A research team from the University of Queensland (UQ) uncovered a 0.4-inch (1-centimeter) osteoderm -- a bone found under the skin -- just 6.5 feet (2 meters) below ground during a dig in a cave. It's the youngest record of giant lizards in Australia and marks the first evidence that huge apex-predator lizards and the continent's first humans lived at the same time.
UQ paleontologist Gilbert Price and his team date the bone to about 50,000 years ago, which matches up with the arrival on scene of the country's first Aboriginal people.
"Our jaws dropped," Price said in a press release. "The find is pretty significant, especially for the time-frame that it dates."
Australia was home to huge lizards and even 27-foot-long (8.2-meter) crocodiles during the last ice age. But their later disappearance has not been conclusively pinned on humans.
"It's been long-debated whether or not humans or climate change knocked off the giant lizards, alongside the rest of the megafauna," Price explained. "Humans can only now be considered as potential drivers of their extinction."
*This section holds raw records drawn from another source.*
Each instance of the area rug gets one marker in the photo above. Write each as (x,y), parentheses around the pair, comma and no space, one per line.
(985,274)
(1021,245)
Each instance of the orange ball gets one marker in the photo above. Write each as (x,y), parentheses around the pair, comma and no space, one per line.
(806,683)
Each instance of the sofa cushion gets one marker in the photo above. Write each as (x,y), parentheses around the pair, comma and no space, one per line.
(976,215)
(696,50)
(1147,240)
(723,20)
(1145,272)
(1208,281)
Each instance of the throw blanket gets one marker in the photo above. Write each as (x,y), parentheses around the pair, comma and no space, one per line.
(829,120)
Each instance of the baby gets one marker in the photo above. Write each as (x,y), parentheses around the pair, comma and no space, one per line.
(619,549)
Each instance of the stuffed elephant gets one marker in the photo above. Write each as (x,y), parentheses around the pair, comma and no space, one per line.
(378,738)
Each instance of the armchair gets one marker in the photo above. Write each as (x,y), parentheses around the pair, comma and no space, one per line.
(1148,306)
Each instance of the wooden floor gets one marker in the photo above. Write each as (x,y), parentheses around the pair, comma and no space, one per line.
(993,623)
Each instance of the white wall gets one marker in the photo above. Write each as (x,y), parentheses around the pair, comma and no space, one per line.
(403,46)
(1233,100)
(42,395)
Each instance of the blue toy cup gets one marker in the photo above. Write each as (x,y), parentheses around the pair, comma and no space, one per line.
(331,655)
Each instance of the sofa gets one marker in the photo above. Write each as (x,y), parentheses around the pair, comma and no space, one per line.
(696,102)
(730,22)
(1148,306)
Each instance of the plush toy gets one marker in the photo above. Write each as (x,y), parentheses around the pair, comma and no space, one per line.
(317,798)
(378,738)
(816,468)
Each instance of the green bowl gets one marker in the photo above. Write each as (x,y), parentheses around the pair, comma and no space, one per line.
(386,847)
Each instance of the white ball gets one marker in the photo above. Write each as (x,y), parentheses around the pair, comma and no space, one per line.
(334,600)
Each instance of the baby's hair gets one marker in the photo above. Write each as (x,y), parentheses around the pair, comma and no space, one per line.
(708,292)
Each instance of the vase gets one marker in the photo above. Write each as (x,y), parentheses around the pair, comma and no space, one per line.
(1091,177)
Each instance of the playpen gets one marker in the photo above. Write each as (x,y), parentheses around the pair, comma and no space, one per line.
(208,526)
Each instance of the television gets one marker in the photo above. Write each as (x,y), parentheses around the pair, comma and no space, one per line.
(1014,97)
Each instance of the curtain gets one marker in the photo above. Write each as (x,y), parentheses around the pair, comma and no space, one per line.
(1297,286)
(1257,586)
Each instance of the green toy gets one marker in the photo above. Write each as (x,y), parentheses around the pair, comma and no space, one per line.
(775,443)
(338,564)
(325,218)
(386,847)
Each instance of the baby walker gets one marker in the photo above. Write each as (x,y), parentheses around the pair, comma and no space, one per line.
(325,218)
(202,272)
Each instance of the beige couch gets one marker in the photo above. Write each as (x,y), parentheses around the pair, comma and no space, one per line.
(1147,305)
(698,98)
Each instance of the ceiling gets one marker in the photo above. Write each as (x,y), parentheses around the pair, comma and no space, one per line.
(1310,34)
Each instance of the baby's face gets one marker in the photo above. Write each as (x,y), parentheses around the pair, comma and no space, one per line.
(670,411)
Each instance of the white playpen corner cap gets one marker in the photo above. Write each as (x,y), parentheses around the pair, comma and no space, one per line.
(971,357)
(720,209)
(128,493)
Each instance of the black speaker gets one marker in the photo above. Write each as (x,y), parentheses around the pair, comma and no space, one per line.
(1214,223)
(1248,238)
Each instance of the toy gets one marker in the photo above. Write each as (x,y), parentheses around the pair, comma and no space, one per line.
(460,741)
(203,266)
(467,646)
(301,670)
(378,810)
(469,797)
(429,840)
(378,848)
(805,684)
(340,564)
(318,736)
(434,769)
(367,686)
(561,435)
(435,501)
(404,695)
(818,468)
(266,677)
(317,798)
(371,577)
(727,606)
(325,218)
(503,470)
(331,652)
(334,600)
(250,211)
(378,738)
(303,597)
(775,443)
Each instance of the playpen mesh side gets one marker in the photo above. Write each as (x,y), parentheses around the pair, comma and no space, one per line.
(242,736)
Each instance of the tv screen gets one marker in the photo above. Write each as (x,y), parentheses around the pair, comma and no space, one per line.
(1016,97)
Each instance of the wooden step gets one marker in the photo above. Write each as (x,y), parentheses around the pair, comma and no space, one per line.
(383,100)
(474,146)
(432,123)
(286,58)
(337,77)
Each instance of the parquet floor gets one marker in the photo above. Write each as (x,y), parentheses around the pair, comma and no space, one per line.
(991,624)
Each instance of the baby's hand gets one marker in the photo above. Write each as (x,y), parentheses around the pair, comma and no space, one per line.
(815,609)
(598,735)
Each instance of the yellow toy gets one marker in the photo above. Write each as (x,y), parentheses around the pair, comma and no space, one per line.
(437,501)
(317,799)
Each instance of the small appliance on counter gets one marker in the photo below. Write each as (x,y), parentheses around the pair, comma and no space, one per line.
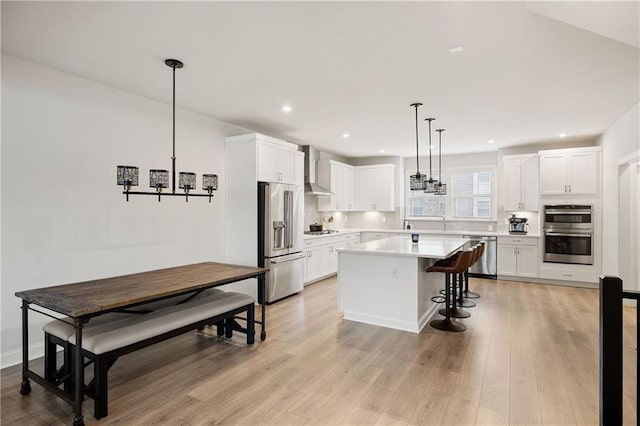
(518,225)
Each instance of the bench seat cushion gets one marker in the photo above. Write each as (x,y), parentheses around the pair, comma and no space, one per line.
(124,332)
(64,330)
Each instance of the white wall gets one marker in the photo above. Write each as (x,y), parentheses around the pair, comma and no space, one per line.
(63,217)
(620,140)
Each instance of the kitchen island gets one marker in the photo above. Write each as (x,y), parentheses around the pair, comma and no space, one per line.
(385,283)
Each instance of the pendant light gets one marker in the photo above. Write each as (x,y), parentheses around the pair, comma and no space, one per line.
(127,176)
(431,183)
(441,188)
(417,182)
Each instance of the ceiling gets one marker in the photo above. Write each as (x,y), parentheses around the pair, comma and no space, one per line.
(525,75)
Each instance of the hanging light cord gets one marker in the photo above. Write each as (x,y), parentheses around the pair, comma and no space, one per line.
(440,156)
(416,106)
(173,157)
(430,174)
An osteoderm (skin bone) of a giant monitor lizard was found in the Colosseum Chamber of Australia's Capricorn Caves. |
"We can't tell if the bone is from a Komodo dragon, which once roamed Australia, or an even bigger species like the extinct Megalania monitor lizard, which weighed about 500 kilograms [1,102 pounds] and grew up to six meters [19.7 feet] long," Price said.
Today, the scientists note, the biggest lizard in Australia is the perentie, which maxes out at about 6.5 feet long.